I have the following solution with a while loop:

# We wish to break up the string at every 
# 3rd occurence of the worn "in"

break.character = " in"
break.occurrence = 3
string.list = list()
i = 1

# initialize string to send into the loop
current.string = my.string

while(length(current.string) > 0){

  # Enter segment into the list which occurs BEFORE nth occurence character of interest
  string.list[[i]] = str_before_nth(current.string, break.character, break.occurrence)

  # Update next string to exmine.
  # Next string to examine is current string AFTER nth occurence of character of interest
  current.string = str_after_nth(current.string, break.character, break.occurrence)

  i = i + 1
}

We are able to get the desired output in a list with a warning (warning not shown)

> string.list (#partial output shown)
[[1]]
[1] "Lorem ipsum dolor sit amet, consectetur adipiscing elit, sed do eiusmod tempor incididunt ut labore et dolore magna aliqua. Ut enim ad minim veniam, quis nostrud exercitation ullamco laboris nisi ut aliquip ex ea commodo consequat. Duis aute irure dolor in reprehenderit"

[[2]]
[1] " voluptate velit esse cillum dolore eu fugiat nulla pariatur. Excepteur sint occaecat cupidatat non proident, sunt in culpa qui officia deserunt mollit anim id est laborum.  Lorem ipsum dolor sit amet, consectetur adipiscing elit, sed do eiusmod tempor incididunt ut labore et dolore magna aliqua.
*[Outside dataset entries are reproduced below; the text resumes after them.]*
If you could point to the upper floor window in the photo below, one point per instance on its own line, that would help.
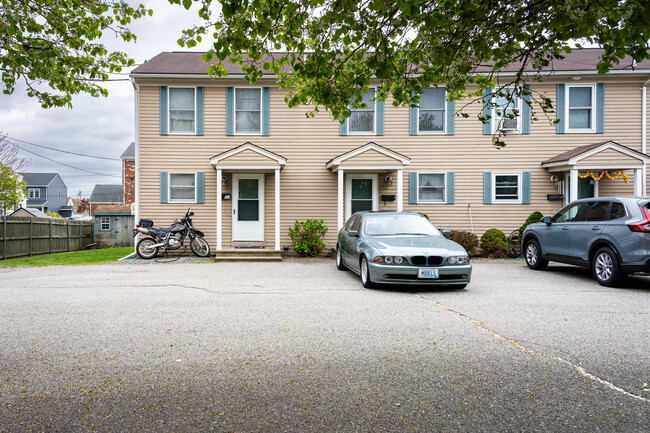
(182, 187)
(431, 116)
(507, 187)
(182, 110)
(580, 108)
(507, 111)
(431, 188)
(362, 120)
(248, 111)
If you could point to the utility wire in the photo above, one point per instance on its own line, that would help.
(67, 165)
(63, 151)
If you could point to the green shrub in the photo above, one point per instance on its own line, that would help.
(534, 217)
(308, 237)
(494, 244)
(467, 240)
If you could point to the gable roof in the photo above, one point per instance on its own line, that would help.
(106, 194)
(38, 179)
(191, 63)
(129, 153)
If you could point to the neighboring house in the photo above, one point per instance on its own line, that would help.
(45, 191)
(249, 166)
(113, 225)
(128, 174)
(29, 212)
(105, 194)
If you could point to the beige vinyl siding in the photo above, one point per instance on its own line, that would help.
(309, 189)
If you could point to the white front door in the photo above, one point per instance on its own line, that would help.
(360, 193)
(248, 207)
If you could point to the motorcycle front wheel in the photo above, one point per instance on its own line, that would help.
(145, 250)
(200, 247)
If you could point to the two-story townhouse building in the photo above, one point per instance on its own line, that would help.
(249, 166)
(46, 192)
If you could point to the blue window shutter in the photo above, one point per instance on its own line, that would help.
(525, 112)
(200, 98)
(380, 117)
(413, 188)
(487, 187)
(561, 92)
(413, 120)
(164, 187)
(600, 108)
(200, 187)
(451, 179)
(230, 111)
(343, 128)
(266, 111)
(525, 187)
(487, 111)
(451, 117)
(164, 129)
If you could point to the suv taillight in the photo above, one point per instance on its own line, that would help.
(643, 226)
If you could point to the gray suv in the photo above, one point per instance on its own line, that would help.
(610, 235)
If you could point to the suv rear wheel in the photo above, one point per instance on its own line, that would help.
(533, 255)
(606, 267)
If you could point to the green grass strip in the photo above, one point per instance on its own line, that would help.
(89, 257)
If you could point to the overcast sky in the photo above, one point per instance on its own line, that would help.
(94, 126)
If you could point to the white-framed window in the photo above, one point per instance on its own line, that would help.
(182, 110)
(581, 108)
(362, 120)
(105, 223)
(506, 187)
(432, 187)
(182, 188)
(431, 114)
(248, 111)
(506, 115)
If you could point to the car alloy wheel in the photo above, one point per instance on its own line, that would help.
(606, 268)
(533, 256)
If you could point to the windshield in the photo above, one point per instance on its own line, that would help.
(378, 225)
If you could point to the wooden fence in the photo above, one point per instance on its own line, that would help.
(23, 236)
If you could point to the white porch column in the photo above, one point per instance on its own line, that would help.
(219, 209)
(400, 190)
(277, 209)
(340, 201)
(573, 195)
(638, 182)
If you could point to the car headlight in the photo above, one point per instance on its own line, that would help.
(389, 260)
(457, 260)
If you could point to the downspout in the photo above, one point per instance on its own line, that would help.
(644, 133)
(136, 98)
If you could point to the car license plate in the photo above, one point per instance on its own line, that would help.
(427, 273)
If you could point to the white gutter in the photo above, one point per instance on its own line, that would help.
(644, 134)
(136, 108)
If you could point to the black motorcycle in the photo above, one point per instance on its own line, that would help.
(170, 238)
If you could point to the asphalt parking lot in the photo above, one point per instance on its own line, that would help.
(299, 346)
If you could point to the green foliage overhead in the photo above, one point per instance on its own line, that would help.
(332, 48)
(52, 46)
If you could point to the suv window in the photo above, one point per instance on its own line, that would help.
(567, 214)
(594, 211)
(617, 210)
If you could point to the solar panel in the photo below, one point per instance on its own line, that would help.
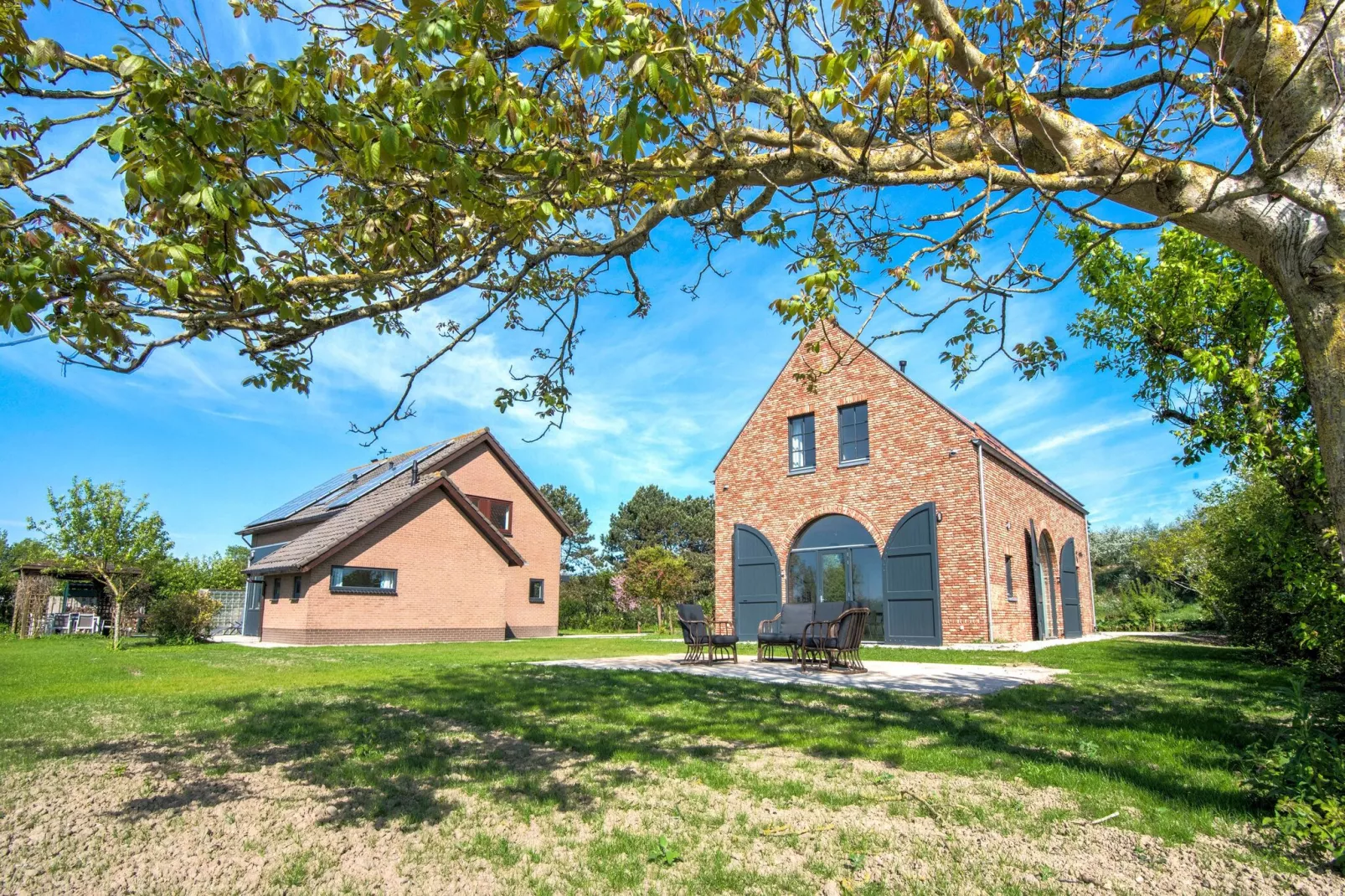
(310, 497)
(374, 481)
Ut enim ad minim veniam, quis nostrud exercitation ullamco laboris nisi ut aliquip ex ea commodo consequat. Duis aute irure dolor"
...

[[6]]
[1] " voluptate velit esse cillum dolore eu fugiat nulla pariatur. Excepteur sint occaecat cupidatat non proident, sunt in culpa qui officia deserunt mollit anim id est laborum.  Lorem ipsum dolor sit amet, consectetur adipiscing elit, sed do eiusmod tempor incididunt ut labore et dolore magna aliqua. Ut enim ad minim veniam, quis nostrud exercitation ullamco laboris nisi ut aliquip ex ea commodo consequat. Duis aute irure dolor"

Goal

Is it possible to improve this solution by vectorizing (i.e. using apply(), lapply(), mapply() etc.). Also, my current solution cut's off the last occurrence of the substring in a block.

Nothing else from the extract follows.